Empire Editorial: Antique engine more than just a fire truck

The Juneau Volunteer Firefighters Association recently purchased an 86-year-old fire engine for $38,000. Even though residents aren’t likely to see the 1927 American LaFrance speeding down Egan Drive with lights and siren blaring, in our opinion it was still money well spent.


More than a dozen current and former Juneau firefighters, two of which drove the fire truck long before it was designated an antique, gathered this week to view the refurbished engine, share stories and experiences of years past and, more importantly, to celebrate the bond each shared as firefighters in Alaska’s capital city.

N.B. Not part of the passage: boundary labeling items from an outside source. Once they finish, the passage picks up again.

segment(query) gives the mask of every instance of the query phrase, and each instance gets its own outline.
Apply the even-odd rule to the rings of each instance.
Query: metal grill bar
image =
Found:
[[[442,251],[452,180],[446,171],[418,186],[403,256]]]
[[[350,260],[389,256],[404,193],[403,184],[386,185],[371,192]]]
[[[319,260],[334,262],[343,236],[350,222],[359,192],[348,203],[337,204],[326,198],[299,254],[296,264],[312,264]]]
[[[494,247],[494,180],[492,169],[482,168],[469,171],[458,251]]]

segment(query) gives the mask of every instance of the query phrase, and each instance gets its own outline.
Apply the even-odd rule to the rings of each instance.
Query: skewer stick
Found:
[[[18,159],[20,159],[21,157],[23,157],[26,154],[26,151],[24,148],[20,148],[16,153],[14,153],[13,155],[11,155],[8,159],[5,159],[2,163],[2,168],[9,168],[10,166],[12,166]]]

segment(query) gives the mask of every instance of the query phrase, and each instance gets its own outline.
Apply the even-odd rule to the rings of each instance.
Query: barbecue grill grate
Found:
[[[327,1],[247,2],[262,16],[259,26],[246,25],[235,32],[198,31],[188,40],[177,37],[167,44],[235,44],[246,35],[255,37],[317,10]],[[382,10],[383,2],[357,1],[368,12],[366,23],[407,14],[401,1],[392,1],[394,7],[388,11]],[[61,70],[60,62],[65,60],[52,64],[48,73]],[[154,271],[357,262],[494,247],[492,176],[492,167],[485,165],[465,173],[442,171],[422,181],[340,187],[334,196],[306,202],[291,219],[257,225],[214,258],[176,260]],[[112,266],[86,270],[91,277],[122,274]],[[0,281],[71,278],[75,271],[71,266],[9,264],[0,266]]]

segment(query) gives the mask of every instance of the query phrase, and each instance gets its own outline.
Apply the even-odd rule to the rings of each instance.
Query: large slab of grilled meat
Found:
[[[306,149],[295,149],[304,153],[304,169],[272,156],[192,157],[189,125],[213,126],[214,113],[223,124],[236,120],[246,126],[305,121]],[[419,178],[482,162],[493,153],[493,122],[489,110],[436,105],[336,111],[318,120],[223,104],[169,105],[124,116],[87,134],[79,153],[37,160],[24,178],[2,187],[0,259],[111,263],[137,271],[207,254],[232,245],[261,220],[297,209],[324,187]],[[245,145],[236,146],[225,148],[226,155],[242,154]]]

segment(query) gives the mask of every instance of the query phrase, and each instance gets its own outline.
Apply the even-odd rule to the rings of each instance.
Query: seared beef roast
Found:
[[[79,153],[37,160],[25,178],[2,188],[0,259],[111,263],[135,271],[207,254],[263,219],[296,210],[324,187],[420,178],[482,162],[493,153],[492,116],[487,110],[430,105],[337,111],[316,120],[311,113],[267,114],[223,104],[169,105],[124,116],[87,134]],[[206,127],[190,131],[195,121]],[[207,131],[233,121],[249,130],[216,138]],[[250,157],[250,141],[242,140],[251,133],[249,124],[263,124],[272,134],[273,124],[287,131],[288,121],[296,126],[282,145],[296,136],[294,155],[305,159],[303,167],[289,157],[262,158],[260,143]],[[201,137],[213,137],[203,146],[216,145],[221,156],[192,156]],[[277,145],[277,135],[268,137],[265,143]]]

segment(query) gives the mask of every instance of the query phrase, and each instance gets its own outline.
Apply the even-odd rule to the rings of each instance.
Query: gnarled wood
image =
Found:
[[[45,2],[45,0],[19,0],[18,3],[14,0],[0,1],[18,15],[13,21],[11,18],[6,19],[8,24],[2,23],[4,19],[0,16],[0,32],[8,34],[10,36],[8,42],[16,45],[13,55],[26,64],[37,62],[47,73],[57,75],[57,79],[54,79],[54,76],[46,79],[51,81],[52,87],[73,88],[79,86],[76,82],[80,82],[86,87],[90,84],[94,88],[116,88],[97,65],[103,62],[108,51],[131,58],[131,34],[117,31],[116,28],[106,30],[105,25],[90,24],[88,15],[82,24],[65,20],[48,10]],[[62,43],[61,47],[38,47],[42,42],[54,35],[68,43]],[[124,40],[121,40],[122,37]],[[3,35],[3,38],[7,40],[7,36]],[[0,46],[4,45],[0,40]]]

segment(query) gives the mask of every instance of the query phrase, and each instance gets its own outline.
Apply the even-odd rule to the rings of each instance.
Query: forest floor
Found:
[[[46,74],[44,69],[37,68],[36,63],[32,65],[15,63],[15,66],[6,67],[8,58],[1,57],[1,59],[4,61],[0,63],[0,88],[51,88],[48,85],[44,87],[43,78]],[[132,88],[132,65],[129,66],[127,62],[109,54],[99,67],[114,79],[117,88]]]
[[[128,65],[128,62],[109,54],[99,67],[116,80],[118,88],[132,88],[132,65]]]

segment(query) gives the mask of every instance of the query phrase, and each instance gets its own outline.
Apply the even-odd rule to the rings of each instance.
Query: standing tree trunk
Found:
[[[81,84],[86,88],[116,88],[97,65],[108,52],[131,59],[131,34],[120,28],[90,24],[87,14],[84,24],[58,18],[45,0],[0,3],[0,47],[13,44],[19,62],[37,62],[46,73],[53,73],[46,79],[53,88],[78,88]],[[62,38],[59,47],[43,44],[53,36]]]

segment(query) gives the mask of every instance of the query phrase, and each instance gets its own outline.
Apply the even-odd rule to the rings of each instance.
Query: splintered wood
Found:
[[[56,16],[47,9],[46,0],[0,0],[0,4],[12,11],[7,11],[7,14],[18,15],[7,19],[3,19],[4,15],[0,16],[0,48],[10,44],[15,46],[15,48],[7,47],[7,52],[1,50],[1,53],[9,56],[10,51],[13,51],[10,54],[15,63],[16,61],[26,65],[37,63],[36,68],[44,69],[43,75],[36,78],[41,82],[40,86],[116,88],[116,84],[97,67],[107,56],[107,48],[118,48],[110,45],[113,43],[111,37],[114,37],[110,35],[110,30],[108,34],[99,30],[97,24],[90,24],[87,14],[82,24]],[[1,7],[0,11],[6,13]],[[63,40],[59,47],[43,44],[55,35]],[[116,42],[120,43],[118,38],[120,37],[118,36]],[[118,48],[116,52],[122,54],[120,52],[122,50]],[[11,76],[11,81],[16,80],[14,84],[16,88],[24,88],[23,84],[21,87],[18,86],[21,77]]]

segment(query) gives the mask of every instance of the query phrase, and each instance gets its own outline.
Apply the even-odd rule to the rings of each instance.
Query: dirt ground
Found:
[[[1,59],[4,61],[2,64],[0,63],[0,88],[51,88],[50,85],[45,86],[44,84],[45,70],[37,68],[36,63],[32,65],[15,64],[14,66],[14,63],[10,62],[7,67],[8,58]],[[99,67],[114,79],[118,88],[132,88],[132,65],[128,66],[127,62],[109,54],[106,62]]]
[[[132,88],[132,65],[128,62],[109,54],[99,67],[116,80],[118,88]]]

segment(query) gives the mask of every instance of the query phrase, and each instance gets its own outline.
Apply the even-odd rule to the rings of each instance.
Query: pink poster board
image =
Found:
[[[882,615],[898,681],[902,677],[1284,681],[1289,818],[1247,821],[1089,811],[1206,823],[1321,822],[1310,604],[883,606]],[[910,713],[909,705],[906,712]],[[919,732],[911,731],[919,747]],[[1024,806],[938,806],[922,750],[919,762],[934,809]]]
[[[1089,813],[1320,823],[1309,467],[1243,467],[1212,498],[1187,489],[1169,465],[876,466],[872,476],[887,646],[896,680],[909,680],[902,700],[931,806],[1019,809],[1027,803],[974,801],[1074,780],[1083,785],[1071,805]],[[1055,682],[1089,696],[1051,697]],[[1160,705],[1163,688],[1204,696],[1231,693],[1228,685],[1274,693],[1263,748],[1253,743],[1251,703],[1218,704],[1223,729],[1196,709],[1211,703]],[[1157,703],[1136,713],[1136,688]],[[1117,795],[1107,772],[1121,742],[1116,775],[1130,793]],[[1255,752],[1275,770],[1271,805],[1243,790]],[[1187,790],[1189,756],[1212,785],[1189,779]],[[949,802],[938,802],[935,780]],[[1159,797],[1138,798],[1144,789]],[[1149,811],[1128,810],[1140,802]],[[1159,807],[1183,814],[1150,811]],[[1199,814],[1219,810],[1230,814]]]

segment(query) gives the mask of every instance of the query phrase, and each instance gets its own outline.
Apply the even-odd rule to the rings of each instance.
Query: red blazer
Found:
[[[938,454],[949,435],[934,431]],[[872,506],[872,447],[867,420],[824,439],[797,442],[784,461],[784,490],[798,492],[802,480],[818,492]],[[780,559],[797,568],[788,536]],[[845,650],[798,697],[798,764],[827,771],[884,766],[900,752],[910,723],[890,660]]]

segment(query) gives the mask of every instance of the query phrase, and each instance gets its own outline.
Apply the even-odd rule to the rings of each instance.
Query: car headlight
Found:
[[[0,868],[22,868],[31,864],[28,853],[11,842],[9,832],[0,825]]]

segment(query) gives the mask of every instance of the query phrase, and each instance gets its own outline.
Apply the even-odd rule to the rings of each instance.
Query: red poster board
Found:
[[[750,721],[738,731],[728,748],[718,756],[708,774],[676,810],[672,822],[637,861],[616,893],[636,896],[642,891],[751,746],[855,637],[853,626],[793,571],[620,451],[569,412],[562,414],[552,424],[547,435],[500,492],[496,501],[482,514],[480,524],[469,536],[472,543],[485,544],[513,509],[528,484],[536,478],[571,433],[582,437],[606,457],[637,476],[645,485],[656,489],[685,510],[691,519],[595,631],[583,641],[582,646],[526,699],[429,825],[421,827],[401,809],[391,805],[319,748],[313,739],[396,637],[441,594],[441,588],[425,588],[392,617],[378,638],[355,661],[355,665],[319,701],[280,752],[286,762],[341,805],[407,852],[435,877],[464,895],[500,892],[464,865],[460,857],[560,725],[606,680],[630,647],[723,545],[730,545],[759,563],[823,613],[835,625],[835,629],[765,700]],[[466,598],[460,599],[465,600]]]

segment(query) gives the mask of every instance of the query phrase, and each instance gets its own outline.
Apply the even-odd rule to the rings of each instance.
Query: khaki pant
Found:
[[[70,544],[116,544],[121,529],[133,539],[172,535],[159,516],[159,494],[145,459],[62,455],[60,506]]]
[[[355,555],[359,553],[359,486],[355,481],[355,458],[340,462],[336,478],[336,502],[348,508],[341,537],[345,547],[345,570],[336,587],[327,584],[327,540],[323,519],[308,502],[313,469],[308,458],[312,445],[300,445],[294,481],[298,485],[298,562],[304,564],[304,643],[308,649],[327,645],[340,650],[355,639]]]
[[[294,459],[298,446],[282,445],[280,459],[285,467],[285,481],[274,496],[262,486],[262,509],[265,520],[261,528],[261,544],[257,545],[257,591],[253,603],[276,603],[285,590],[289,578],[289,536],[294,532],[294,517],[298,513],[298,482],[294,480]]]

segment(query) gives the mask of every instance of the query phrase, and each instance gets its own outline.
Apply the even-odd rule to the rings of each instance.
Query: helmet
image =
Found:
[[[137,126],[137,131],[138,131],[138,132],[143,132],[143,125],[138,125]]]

Some might view the engine as a prehistoric dinosaur with little to no practical use in the modern world. For Juneau’s firefighters, both past and present, however, the LaFrance fire truck is the embodiment of something bigger.

The truck is a piece of their history, and of Juneau’s. It symbolizes the bond shared by volunteer firefighters throughout the decades who undertook the duty of protecting people and property in their home community.

Being a volunteer firefighter was no doubt a calling that each of the volunteers heard clearly, and they responded by putting the welfare of their community above their own. In doing so, these brave individuals formed a powerful bond that, like the LeFrance fire truck, has survived decades. That is what the fire truck truly represents.

Equally impressive was how the association donated the truck to Capital City Fire and Rescue after its return to Juneau. Not only did the Juneau Volunteer Firefighters Association make its biggest purchase ever to secure the engine, but they also handed it over to today’s firefighters, further demonstrating the selflessness that led these citizens to become volunteer firefighters in the first place.

In the future, whether it be during Juneau’s Fourth of July parade or some other community event in town, when the blazing red LaFrance comes sputtering past, try to remember that sometimes a truck isn’t just a truck, it’s a piece of Juneau’s rich history and represents the hundreds of men and women who gave a part of themselves to ensure our community and, by extension, all of us remain safe.